Most of the debts are owed by its subsidiaries and associated firms, and there is a risk they would be unable to pay them off, the Ministry of Finance said.
A Song Da official who asked not to be named told VnExpress that the company has been struggling to sign new contracts, which has affected its recent results.
Its revenues fell by 35 percent in 2018 to VND6.3 trillion ($271.8 million), while profits plummeted by 40 percent to VND333 billion ($14.4 million).
The ministry said some projects that Song Da invested VND3.5 trillion ($151 million) in years ago have yet to fetch returns.
They include the Nam Chien Hydropower Plant in the northern Son La Province and the Viet Lao Power Jsc, which was established to create a power partnership between the governments of Vietnam and Laos.
One of Viet Lao Power’s projects, the Xekaman 3 Power Plant in Laos’ southeastern Sekong Province, stopped operating in December 2016 due to technical problems.

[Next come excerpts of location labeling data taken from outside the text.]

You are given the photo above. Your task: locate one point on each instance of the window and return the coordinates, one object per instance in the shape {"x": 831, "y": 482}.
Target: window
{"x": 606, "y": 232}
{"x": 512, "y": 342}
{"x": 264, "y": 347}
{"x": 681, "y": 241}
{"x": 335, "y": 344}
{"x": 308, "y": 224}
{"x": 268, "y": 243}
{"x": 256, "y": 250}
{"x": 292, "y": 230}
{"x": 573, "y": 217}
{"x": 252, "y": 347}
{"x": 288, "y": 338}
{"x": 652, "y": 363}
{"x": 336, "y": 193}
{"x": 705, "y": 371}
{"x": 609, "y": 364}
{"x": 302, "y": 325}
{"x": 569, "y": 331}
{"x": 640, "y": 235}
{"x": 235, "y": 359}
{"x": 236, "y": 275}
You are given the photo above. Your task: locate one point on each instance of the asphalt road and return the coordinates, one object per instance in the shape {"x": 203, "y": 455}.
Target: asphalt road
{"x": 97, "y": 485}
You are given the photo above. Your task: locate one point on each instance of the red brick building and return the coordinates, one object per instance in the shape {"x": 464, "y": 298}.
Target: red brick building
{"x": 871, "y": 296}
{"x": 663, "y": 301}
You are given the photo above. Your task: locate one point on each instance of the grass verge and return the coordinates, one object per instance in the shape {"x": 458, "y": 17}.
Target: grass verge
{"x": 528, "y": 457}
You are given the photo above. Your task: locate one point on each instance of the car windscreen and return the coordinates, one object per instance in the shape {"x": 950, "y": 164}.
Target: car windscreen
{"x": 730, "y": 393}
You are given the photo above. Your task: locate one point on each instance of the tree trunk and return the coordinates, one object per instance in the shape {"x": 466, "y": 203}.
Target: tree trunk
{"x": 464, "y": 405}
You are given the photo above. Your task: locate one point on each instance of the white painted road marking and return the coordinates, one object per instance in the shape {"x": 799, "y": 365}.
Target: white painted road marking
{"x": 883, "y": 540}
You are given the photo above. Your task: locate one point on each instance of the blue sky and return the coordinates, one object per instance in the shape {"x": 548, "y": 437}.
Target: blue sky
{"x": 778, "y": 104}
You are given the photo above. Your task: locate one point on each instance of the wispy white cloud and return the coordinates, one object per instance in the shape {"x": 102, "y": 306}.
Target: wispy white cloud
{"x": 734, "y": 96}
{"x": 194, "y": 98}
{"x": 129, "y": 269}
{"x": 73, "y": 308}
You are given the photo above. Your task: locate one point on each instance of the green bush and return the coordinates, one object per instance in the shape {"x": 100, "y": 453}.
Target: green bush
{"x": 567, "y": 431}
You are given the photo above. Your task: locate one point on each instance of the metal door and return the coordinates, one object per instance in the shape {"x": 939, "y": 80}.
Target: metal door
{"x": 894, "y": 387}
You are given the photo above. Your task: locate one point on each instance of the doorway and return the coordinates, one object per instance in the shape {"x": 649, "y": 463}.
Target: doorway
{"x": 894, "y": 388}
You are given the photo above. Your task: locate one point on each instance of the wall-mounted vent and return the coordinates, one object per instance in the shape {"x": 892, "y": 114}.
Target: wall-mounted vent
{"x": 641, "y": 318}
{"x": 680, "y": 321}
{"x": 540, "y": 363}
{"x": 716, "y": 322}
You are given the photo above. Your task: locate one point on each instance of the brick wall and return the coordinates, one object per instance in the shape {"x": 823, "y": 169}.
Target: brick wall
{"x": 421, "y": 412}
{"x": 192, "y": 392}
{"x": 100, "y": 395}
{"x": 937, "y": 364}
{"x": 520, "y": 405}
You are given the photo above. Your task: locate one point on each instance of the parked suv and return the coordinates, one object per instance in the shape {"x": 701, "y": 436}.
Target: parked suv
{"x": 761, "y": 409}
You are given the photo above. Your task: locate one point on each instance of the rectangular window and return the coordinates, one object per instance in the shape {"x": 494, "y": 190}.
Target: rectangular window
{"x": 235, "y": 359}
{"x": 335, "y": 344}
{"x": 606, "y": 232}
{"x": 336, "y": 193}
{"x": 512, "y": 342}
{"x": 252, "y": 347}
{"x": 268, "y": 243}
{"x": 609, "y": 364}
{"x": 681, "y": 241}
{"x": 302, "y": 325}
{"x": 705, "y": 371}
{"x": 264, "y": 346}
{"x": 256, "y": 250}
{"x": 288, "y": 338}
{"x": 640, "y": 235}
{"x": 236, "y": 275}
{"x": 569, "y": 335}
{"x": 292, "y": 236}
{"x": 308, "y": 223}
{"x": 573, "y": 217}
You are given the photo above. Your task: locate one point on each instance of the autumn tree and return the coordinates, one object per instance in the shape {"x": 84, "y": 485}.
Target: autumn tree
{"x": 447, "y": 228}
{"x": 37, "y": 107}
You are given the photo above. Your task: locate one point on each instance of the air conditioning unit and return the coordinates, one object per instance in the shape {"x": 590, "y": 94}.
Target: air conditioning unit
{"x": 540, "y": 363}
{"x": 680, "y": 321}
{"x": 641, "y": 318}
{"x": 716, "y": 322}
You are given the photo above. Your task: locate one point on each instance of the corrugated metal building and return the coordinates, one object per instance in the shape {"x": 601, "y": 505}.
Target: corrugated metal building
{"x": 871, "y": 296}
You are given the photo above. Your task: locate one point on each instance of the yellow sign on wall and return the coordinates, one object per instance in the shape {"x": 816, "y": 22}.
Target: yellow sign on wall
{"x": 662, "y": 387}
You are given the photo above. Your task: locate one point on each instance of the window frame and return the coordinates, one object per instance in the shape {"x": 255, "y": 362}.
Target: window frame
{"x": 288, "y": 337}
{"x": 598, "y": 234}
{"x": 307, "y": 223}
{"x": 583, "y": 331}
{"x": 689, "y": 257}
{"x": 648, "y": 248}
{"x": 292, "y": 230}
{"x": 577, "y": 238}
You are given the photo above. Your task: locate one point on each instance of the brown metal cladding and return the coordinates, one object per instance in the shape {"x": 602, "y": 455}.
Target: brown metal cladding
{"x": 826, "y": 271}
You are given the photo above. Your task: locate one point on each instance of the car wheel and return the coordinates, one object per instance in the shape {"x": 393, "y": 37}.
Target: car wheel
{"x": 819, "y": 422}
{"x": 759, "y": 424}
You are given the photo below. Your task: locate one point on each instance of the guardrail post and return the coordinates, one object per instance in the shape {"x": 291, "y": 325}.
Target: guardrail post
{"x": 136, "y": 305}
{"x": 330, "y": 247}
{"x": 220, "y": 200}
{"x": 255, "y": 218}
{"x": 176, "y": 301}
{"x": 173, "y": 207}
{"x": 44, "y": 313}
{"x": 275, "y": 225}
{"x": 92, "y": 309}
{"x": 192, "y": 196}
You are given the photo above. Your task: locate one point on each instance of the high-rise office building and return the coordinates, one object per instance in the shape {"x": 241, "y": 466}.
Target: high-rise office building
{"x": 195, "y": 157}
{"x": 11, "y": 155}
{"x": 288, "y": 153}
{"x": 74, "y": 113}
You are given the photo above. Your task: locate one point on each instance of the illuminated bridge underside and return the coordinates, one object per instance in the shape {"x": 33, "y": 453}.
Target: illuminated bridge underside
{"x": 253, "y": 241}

The project’s debt to equity ratio is now 3.75, implying great risks, the ministry said.
Song Da Corp was established by the government in 1961 and has since been the main builder of major power plants in Vietnam, including the 2,400 MW Son La Hydropower Plant in Son La Province, the largest in Southeast Asia.
The company sought to go private in 2018, but has been unable to find buyers despite organizing several auctions, and the state still owns over 99 percent.